Tuesday, March 4, 2008

FTP Bounce Attacks in Embedded Servers

A potential security risk in the FTP protocol can complicate embedded systems designs. If your device implements an FTP server that strictly conforms to the FTP protocol (RFC 959), your system could be used to attack other hosts on the network. Strict FTP conformance in your product can also generate a security alert like this one for Canon multifunction printers.

The security vulnerability in FTP is known as the FTP bounce attack. If successful, it allows unauthorized access to a third party host using an intermediate FTP server (by misusing the PORT command). The attack will only occur if the intermediate server is configured to allow anonymous FTP access. There were valid reasons to allow third party access in the FTP protocol, such as sending a file from a server to a printer (FTP print server), or transferring between two servers remotely, so this security vulnerability will be present in any conforming FTP implementation.

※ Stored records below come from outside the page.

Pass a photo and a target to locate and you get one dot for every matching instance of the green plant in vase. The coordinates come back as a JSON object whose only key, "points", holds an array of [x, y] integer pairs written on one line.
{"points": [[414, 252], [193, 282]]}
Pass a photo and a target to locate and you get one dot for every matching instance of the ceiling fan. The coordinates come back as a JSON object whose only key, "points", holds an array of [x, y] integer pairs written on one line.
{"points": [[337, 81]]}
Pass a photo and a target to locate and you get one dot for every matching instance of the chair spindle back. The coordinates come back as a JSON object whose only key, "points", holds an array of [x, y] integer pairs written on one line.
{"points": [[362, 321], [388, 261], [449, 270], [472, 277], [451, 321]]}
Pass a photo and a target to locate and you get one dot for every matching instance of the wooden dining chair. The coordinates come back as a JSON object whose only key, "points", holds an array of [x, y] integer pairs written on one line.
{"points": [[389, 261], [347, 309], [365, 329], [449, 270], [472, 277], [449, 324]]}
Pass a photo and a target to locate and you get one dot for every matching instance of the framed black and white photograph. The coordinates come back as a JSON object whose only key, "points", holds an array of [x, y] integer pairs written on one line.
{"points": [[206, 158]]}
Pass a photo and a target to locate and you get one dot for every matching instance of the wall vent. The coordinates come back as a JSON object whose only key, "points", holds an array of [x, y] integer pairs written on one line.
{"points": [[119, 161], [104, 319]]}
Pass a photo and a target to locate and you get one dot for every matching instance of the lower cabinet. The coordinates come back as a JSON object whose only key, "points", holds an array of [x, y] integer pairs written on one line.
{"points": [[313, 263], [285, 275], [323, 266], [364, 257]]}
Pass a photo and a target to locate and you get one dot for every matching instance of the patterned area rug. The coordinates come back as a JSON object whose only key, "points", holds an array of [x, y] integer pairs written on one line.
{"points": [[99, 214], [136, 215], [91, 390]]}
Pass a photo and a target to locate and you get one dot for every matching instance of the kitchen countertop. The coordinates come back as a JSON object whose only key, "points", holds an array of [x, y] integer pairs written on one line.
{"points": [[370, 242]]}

The Canon printers in the alert already allowed you to disable anonymous ftp, or disable ftp altogether, but Canon still decided to provide a firmware upgrade through service centers that will implement a safer, but non-conforming FTP implementation. This is similar to what the OS vendors and open-source projects chose to do when the FTP bounce attack was first discovered in 1997. They still allow strict FTP conformance with a change in configuration, but the default is to prevent third party access.